Week Ahead: 4

1/30 Sketch 3: Visual Note Taking
4 2/1
  • Hillary Chute, “Comics for Grown-Ups” from Why Comics?: From Underground to Everywhere
  • Stitches — “I was fourteen” (157-242)
  • Scott McCloud Making Comics, chpt 1
  • Stitches — “I was fifteen” & “A few years ago I had the following dream. In the dream I was a boy of six again” (243-329)
2/6 Sketch 4: Combophoto

I hope that those of you who are traveling to return to campus are doing so safely and without too much tumult and stress. I look forward to seeing you all in person on Tuesday for our next class.

We’ll meet in the Callaway Building room S103 (here’s a link to that building on the official Emory map and here’s a link to that building on Google maps). Note that the Callaway Building is kind of confusing — it used to be two different buildings that were combined together and that history lives on in the room numbering. The S in the room number means it’s on the south side of the building so our classroom is in the section of the building that is located right along the quad, not on the side of the building that is closer to the Modern Languages building, Tarbutton Hall, and beyond those over to Woodruff gym (rooms on that side of the building are marked with N for north).

In the meantime, you should be creating your visual notes for sketch 3 this weekend.

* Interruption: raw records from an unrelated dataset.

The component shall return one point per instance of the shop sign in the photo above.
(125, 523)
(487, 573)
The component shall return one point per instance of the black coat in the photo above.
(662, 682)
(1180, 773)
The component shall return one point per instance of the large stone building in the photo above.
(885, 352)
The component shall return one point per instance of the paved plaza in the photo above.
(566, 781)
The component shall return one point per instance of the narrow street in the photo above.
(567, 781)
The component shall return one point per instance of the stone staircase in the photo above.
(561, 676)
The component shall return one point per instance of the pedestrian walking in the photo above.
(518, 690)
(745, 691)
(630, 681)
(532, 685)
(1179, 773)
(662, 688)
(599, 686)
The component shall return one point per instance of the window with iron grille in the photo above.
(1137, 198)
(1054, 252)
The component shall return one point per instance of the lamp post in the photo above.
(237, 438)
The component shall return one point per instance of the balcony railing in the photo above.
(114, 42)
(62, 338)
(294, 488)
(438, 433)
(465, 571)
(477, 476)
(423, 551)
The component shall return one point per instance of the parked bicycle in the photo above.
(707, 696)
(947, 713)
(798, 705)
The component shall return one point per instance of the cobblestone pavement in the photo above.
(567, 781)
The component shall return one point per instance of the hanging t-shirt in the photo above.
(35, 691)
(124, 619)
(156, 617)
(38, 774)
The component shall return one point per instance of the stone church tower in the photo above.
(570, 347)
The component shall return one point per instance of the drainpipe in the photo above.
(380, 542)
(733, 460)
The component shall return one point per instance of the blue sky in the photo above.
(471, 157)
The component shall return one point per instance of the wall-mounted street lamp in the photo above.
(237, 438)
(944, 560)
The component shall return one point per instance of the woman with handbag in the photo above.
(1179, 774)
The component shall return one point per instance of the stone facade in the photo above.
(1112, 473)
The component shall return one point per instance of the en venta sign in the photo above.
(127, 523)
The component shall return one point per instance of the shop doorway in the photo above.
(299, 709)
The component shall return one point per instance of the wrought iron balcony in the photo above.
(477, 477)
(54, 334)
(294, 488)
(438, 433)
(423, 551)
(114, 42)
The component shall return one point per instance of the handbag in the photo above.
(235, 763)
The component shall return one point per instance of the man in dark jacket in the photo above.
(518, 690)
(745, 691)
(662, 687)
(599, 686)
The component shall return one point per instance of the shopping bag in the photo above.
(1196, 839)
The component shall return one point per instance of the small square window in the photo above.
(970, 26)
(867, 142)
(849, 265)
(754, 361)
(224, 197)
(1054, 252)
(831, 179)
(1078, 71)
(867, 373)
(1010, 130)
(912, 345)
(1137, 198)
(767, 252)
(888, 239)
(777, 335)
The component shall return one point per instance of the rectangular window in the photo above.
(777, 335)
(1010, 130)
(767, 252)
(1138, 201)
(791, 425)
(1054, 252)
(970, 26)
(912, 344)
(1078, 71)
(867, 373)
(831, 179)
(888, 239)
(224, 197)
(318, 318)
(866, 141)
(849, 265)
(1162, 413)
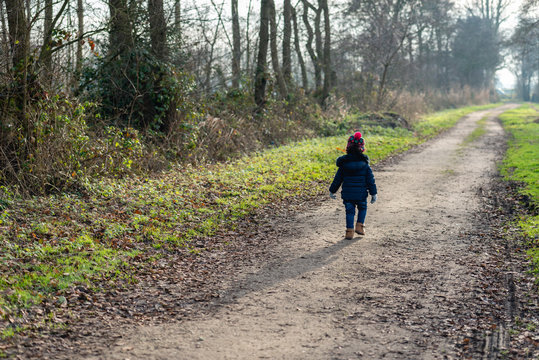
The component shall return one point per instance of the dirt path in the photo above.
(391, 294)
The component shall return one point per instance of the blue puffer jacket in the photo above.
(356, 178)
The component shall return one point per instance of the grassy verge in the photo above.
(520, 164)
(48, 244)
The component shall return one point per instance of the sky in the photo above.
(506, 78)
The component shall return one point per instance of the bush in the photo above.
(58, 150)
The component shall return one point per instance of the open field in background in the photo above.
(521, 165)
(105, 233)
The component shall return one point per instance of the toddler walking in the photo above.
(357, 181)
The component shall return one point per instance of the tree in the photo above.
(158, 29)
(261, 62)
(19, 38)
(475, 52)
(299, 53)
(287, 36)
(328, 72)
(309, 44)
(525, 47)
(236, 41)
(121, 35)
(281, 83)
(80, 33)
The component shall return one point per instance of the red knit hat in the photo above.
(356, 141)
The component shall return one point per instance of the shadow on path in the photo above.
(278, 272)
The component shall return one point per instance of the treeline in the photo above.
(108, 87)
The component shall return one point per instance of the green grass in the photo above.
(521, 164)
(443, 120)
(479, 131)
(48, 244)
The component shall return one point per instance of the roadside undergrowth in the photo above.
(520, 165)
(50, 244)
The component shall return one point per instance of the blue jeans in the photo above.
(350, 206)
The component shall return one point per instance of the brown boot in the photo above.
(360, 229)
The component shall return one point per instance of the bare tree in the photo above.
(309, 44)
(281, 83)
(121, 34)
(19, 35)
(236, 51)
(492, 10)
(47, 29)
(328, 71)
(261, 63)
(80, 33)
(287, 36)
(299, 53)
(158, 29)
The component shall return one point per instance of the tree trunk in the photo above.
(121, 37)
(304, 80)
(177, 17)
(319, 46)
(18, 34)
(310, 37)
(274, 53)
(328, 72)
(287, 36)
(80, 19)
(261, 63)
(47, 30)
(5, 42)
(236, 51)
(158, 29)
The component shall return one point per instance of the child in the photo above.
(357, 181)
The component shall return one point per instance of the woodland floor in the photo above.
(432, 279)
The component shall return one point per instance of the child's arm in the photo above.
(337, 181)
(371, 184)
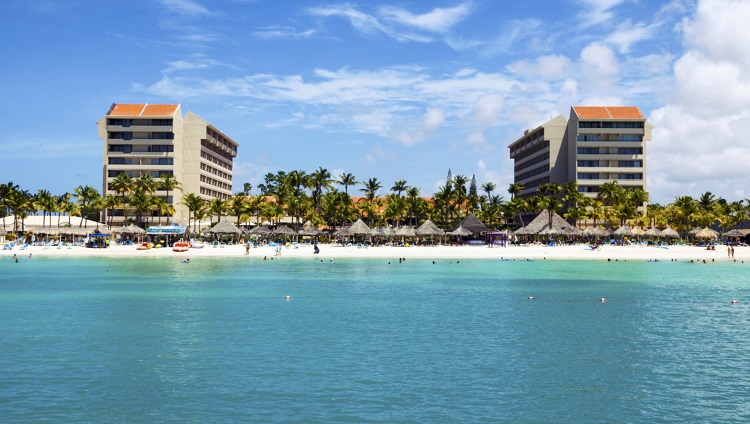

We’ll talk a bit about the upcoming combophoto assignment in class this week.

For Tuesday, you have a short chunk of Stitches to read. We’ll spend a lot of class on Tuesday discussing Hillary Chute’s chapter “Comics for Grown-Ups.” Chute is probably the foremost academic authority on comics these days — she’s the Distinguished Professor of English and Art + Design at Northeastern University in Boston and has published six volumes of criticism on comics as a medium. The first twenty pages of her article provide a very useful overview of the history of comics with lots of useful information in it. But in class on Tuesday, we’ll focus most of our attention on the last 10 pages of the essay, the section called “Reading Comics,” which provides us key terms and a theoretical framework for understanding how comics works and how to read and analyze them.

We’ll spend most of Thursday diving back into Stitches. Scott McCloud’s Making Comics should be really useful for you as you begin to think about revising your literacy narratives into comics literacy narratives. We’ll spend a bit of time talking about it, especially paying attention to the 5 aspects needed for clarity in your writing, but mostly I see that chapter as a resource for you as you go about designing your own comics that doesn’t really need to be unpacked in class discussion. If you have questions about the text, then please do raise them though.